Main Page > SSD projects > NumGRID

NumGrid Project

Preface

With evolution of mathematical modeling and creation of high-performance computer systems, many scientific applications have appeared that demand increasing computational performance, higher than any of available supercomputers can provide. In particular, for the super large scale numerical modeling it is necessary to integrate several supercomputers, i.e., to create a Grid. Not any application can be well solved on grids because of slow communications. However, such application problems as search for alien civilizations, prime numbers search and climate prediction are successfully running on grids.
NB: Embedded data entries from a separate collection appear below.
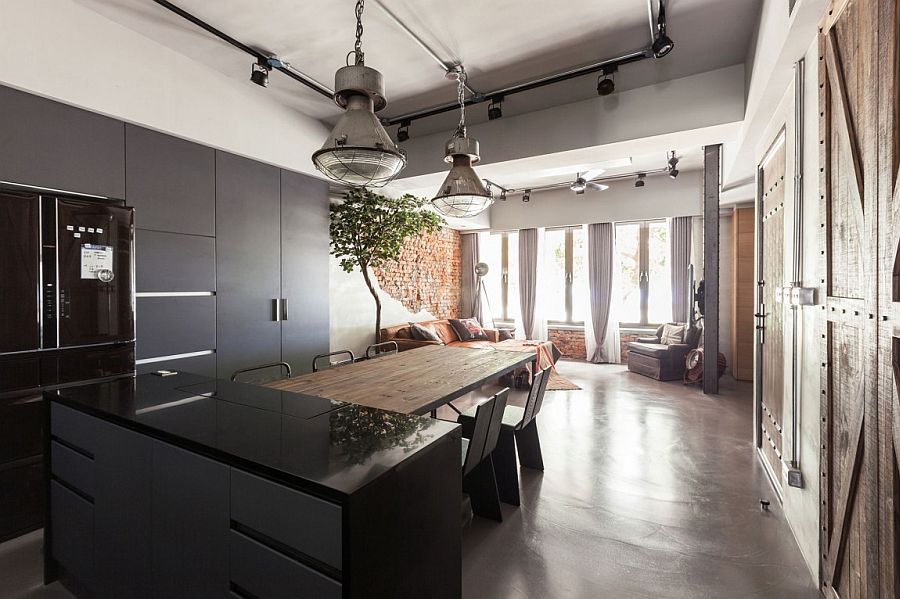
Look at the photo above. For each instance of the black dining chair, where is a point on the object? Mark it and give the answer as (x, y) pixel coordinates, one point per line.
(349, 360)
(479, 481)
(385, 348)
(287, 370)
(518, 434)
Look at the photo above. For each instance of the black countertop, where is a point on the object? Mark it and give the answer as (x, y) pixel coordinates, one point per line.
(326, 447)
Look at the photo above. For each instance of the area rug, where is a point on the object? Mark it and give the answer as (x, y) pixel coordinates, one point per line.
(558, 382)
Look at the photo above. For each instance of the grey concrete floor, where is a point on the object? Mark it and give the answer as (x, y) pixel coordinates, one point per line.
(650, 490)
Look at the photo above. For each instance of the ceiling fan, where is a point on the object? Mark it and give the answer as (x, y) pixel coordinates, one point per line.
(585, 181)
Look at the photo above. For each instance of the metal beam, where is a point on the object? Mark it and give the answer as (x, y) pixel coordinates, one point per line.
(711, 176)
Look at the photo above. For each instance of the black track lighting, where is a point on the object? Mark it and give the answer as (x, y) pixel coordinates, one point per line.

Another problem is a rapid progress in microprocessor development that forces us to use heterogeneous computer systems for solution of the large-scale problems. In particular, in 2007 the Siberian Supercomputing center (Novosibirsk, Russia) exploits the following multicomputers: the 32 processors MVS-1000, based on the alpha microprocessor (833 Mhz), the 128 processors MVS-1000, based on the alpha microprocessor (633 Mhz) and the 60 processors HP cluster, based on the Intel Itanium II microprocessor. There are also two clusters based on Intel Pentium III and Opteron in Novosibirsk State University that are used in scientific calculations. Therefore, there is a necessity to create the software that will provide the large-scale simulation in heterogeneous environments. For now, numerous GRID projects oriented to different applications are under development.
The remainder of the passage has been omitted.